Das genaue Vorgehen hängt von Ihren Zähnen ab. Bei Implantaten werden spezielle Instrumente eingesetzt, um die Implantatoberfläche nicht zu beschädigen. Bei Veneers, Kronen und hochwertigem Zahnersatz zählt eine materialgerechte Reinigung. Tragen Sie eine feste Zahnspange oder Aligner, liegt ein besonderer Fokus auf Brackets, Rändern und Nischen, in denen sich Biofilm schnell festsetzt.

Bei FOOSDENT wird Prophylaxe als Teil eines langfristigen Konzepts für Zahnerhalt verstanden: Die Reinigung schafft eine saubere Ausgangssituation, auf der weitere Maßnahmen - von der Parodontitistherapie bis zur ästhetischen Zahnheilkunde - präzise geplant werden können.

Diese Fragen lohnen sich vor der Behandlung

Eine PZR ist auch ein guter Moment, die eigene Pflegeroutine realistisch zu überprüfen. Fragen Sie nicht nur, ob Sie „gut putzen“, sondern konkret, welche Bereiche bei Ihnen auffällig sind. Häufig liegt die Ursache nicht an mangelnder Sorgfalt, sondern an Engständen, Zahnersatz, Zahnfleischtaschen, eingeschränkter Beweglichkeit oder einer Bürste, die nicht zur Mundsituation passt.

Sinnvoll sind zum Beispiel Fragen nach der passenden Größe von Interdentalbürsten, einer geeigneten Zahnpasta bei empfindlichen Zahnhälsen oder dem richtigen Abstand zwischen den Prophylaxe-Terminen. Bei gesundem Zahnfleisch kann ein anderer Rhythmus passend sein als bei Implantaten, einer überstandenen Parodontitis oder erhöhtem Kariesrisiko. Pauschale Empfehlungen sind deshalb nur ein Startpunkt.

Wenn Sie ein Bleaching, Veneers, Aligner oder Smile Design planen, sprechen Sie dies ebenfalls an. Eine professionelle Reinigung wird häufig vor ästhetischen Behandlungen durchgeführt, weil sie Beläge entfernt und die natürliche Zahnfarbe besser beurteilen lässt. Sie ersetzt ein Bleaching jedoch nicht: Eine PZR entfernt äußere Verfärbungen, verändert aber die eigene Zahnfarbe nicht in dem Maß wie eine kontrollierte Aufhellung.

Nach der Zahnreinigung: So bleibt das Ergebnis spürbar

Direkt nach der Behandlung können die Zähne besonders glatt wirken und das Zahnfleisch kurzzeitig empfindlich sein. Wurde fluoridiert, erhalten Sie konkrete Hinweise dazu, wann Sie wieder essen oder trinken sollten. Halten Sie sich daran, damit der Schutzfilm möglichst gut wirken kann.

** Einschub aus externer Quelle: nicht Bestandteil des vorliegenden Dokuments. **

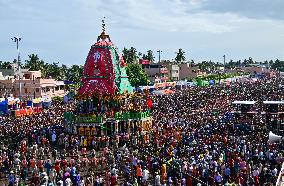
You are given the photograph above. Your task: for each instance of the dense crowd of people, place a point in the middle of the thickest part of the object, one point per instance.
(195, 140)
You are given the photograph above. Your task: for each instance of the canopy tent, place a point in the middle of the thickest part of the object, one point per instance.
(273, 102)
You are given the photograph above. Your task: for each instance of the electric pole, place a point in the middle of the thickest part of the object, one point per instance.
(224, 62)
(17, 40)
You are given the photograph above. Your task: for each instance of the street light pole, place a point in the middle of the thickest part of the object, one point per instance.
(159, 51)
(224, 62)
(17, 40)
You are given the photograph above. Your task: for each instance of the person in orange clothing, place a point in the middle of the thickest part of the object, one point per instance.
(139, 174)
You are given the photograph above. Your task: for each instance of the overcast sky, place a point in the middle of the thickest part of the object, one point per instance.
(64, 30)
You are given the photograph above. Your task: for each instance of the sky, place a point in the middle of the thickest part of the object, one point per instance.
(64, 30)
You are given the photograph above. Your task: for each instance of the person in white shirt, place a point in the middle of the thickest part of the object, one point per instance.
(157, 180)
(53, 138)
(255, 172)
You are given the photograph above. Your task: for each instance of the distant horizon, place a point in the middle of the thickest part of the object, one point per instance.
(64, 31)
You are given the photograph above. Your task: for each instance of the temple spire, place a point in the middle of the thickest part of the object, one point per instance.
(103, 35)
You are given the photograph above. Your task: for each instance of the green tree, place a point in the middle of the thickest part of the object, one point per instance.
(130, 55)
(180, 57)
(75, 73)
(150, 56)
(137, 76)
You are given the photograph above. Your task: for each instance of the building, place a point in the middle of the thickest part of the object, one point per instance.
(155, 72)
(188, 71)
(31, 85)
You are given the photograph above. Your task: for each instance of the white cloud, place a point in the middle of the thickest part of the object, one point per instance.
(169, 16)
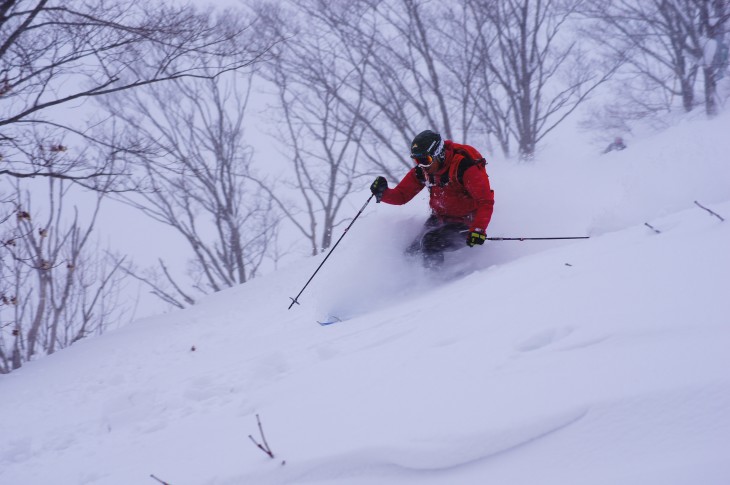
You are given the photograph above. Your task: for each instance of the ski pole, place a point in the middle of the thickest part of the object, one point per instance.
(296, 298)
(534, 238)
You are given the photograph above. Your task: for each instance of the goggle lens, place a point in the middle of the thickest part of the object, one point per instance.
(423, 160)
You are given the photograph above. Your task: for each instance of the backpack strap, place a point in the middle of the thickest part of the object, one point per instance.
(457, 170)
(429, 179)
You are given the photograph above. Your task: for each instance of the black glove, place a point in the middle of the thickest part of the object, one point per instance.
(475, 237)
(378, 188)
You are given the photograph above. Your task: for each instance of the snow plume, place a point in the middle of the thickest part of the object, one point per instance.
(597, 361)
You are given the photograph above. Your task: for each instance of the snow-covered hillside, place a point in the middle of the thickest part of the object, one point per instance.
(600, 361)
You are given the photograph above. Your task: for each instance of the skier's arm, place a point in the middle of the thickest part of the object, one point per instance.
(404, 191)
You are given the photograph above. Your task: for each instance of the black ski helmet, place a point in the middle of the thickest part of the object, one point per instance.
(427, 144)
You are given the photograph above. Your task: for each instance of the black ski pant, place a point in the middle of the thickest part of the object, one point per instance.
(436, 238)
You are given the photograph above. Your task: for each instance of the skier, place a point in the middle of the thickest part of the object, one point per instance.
(461, 199)
(618, 145)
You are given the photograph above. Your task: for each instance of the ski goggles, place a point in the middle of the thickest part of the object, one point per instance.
(424, 161)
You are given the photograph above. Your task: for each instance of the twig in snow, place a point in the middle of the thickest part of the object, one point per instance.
(162, 482)
(263, 446)
(708, 210)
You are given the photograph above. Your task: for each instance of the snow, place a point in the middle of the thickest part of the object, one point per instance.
(599, 361)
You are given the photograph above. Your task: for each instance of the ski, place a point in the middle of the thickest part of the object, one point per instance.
(329, 320)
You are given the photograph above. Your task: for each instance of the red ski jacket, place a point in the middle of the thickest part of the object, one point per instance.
(470, 202)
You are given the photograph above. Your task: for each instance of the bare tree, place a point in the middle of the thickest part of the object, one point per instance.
(320, 124)
(57, 287)
(535, 73)
(196, 178)
(56, 54)
(664, 44)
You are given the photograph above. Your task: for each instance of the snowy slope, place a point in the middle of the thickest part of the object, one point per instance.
(600, 361)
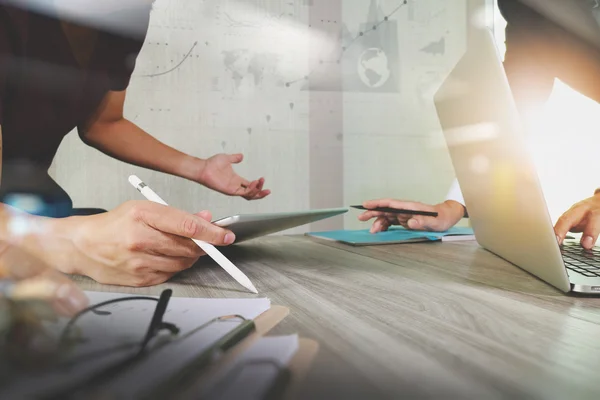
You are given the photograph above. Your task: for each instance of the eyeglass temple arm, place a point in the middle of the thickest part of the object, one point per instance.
(157, 324)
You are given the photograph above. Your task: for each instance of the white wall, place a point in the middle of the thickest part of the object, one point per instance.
(390, 142)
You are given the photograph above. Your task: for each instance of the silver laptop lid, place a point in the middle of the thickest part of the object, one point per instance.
(495, 171)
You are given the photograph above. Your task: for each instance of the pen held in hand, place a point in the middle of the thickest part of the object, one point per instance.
(398, 211)
(208, 248)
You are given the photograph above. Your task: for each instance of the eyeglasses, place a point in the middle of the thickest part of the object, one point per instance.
(156, 323)
(67, 341)
(102, 379)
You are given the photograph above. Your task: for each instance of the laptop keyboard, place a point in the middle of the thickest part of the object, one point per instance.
(584, 262)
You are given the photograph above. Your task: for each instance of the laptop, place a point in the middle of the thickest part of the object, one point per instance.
(250, 226)
(497, 175)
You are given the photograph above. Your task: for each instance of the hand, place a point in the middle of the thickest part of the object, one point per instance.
(449, 213)
(582, 217)
(35, 280)
(140, 243)
(217, 173)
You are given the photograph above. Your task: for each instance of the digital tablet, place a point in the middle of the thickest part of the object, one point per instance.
(250, 226)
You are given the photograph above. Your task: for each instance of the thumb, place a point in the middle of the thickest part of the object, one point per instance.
(419, 222)
(236, 158)
(205, 215)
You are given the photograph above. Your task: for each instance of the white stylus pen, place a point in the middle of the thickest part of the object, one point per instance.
(207, 247)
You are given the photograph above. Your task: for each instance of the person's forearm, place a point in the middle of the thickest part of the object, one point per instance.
(46, 238)
(127, 142)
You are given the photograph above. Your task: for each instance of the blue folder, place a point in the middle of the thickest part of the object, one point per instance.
(392, 236)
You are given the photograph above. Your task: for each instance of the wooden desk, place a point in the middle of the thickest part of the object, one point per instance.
(444, 320)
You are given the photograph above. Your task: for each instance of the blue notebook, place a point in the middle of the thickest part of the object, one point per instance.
(393, 236)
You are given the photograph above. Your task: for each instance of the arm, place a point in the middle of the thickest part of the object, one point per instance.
(109, 132)
(112, 134)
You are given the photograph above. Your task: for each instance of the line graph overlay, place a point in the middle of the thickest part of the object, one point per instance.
(175, 67)
(347, 46)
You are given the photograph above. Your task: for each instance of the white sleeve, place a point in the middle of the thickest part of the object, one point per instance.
(455, 193)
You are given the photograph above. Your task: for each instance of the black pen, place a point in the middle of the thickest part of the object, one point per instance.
(398, 211)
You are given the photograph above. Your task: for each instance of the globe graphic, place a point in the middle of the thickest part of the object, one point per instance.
(373, 68)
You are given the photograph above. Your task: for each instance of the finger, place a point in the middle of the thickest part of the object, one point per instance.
(398, 204)
(205, 215)
(164, 244)
(262, 194)
(170, 265)
(367, 215)
(423, 223)
(176, 222)
(236, 158)
(251, 191)
(245, 183)
(149, 278)
(568, 221)
(591, 231)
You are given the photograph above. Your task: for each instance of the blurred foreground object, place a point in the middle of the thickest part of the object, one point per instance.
(579, 17)
(30, 294)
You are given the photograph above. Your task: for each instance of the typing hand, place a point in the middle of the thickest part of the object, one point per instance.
(140, 243)
(449, 213)
(34, 280)
(581, 217)
(217, 173)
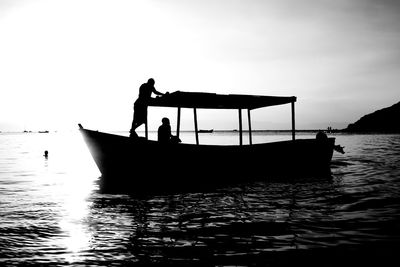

Für die ersten Stunden kann es sinnvoll sein, sehr saure, stark färbende oder extrem heiße und kalte Speisen zu reduzieren - vor allem, wenn Ihre Zähne empfindlich reagieren. Entscheidend für den langfristigen Effekt ist aber nicht diese kurze Phase, sondern Ihre tägliche Routine: zweimal täglich gründlich putzen, die Zahnzwischenräume reinigen und Kontrolltermine wahrnehmen.

Eine professionelle Zahnreinigung ist kein einmaliges Schönheitsritual, sondern eine gezielte Investition in gesundes Zahnfleisch, stabile Zähne und ein gepflegtes Lächeln. Kommen Sie mit Ihren Fragen, Ihren Gesundheitsinformationen und ohne den Anspruch, vorher alles selbst „perfekt“ reinigen zu müssen - den fachlichen Teil übernimmt das Team.